Sekedar mengingatkan, dalam perjalanannya, meski belum menyeluruh e-KTP sudah terdisbtribusi di masyarakat. Saat itu tiba-tiba Mendagri mengeluarkan putusan aneh yang menyatakan e-KTP tidak bisa difotokopi dan distaples.

Dalam surat edaran Menteri Dalam Negeri No 471.13/1826/SJ tentang e-KTP, kartu identitas itu hanya boleh difotokopi sekali untuk keamanan chip.

"Kalau sekedar fotokopi masih tidak apa-apa. Walaupun jangan terlalu sering-sering. Nah, yang pasti jangan dihekter ( dijegrek) atau jangan diperlakukan seperti KTP lama," ujar Gamawan kala itu.

Surat edaran Mendagri itu disampaikan kepada seluruh instansi penting di negara ini.
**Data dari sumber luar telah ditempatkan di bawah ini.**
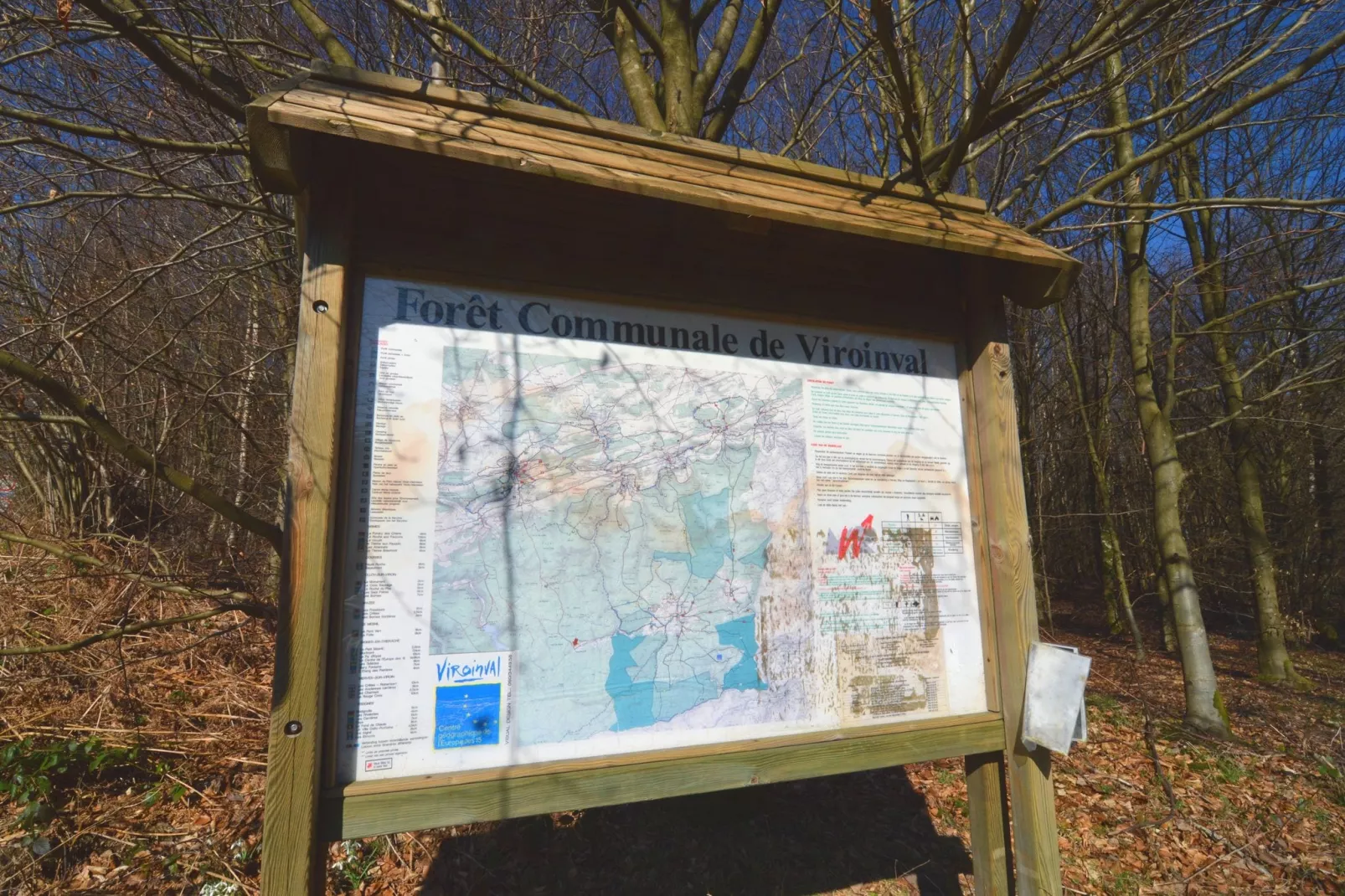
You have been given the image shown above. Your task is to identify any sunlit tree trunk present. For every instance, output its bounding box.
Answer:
[1174,152,1307,685]
[1107,54,1229,736]
[1056,304,1145,659]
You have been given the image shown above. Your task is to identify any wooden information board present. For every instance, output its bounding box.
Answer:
[249,67,1077,893]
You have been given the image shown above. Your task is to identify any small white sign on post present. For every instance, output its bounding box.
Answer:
[1023,641,1092,754]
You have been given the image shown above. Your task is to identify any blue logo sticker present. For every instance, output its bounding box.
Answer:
[435,682,500,749]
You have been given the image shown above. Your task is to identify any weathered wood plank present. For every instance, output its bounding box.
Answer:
[338,713,1003,796]
[268,90,1079,298]
[966,750,1010,896]
[322,718,1003,840]
[967,287,1061,896]
[261,180,351,896]
[268,100,1068,270]
[294,82,995,229]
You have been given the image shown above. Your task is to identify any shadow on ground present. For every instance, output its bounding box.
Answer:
[421,768,971,896]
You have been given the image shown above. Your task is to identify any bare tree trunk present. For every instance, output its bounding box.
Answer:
[1174,153,1309,686]
[1154,553,1181,655]
[1056,304,1146,661]
[1107,54,1229,736]
[425,0,448,85]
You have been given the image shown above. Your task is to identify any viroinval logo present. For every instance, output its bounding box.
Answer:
[435,657,500,685]
[837,514,873,559]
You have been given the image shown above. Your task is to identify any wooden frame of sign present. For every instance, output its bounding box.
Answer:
[248,66,1079,896]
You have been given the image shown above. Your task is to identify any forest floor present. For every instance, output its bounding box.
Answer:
[0,585,1345,896]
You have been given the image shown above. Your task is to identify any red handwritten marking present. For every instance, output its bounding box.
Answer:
[837,514,873,559]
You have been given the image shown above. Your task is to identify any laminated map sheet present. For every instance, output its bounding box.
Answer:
[337,277,986,781]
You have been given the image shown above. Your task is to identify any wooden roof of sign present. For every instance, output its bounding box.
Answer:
[248,64,1081,308]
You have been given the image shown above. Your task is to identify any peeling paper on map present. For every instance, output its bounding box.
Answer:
[338,279,986,781]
Pada poin 2 berbunyi, supaya tidak terjadi kesalahan fatal dalam penggunaan e KTP, maka diminta kepada semua Menteri, kepala lembaga pemerintah non kementerian, kepala lembaga lainnya, kepala kepolisian RI, gubernur Bank Indonesia/para pimpinan bank, para gubernur, para bupati/wali kota, agar semua jajarannya khususnya unit kerja badan usaha atau nama lain yang memberikan pelayanan kepada masyarakat, bahwa e-KTP tidak diperkenankan difotokopi, distaples dan perlakuan lainnya yang merusak fisik e-KTP. Sebagai penggantinya dicatat "Nomor Induk Kependudukan (NIK)" dan "Nama Lengkap"

Pada poin 3 juga disebutkan, apabila masih terdapat unit kerja/badan usaha atau nama lain yang memberikan pelayanan kepada masyarakat, masih memfotokopi, menstaples dan perlakuan lainnya yang merusak fisik e-KTP, akan diberikan sanksi sesuai dengan peraturan perundang-undangan yang berlaku karena sangat merugikan masyarakat, khususnya pemilik e KTP.

Begitulah perjalanan E-KTP, pada awalnya dikatakan sebagai indentitas elektronik Warga Indonesia yang diagungkan. Kenyataannya hanyalah proyek abal-abal penuh tipuan dan korupsi. Sebagai warga yang dirugikan, sudah sepantasnya kita menyeret pelaku dan yang paling bertanggung jawab yaitu Mantan Kepala Pemerintah Presiden SBY dan Mendagri Gamawan Fauzi. Tentu saja melalui tangan KPK sebagai lembaga Anti Korupsi Republik Indonesia. Selamat bekerja. dari berbagai sumber.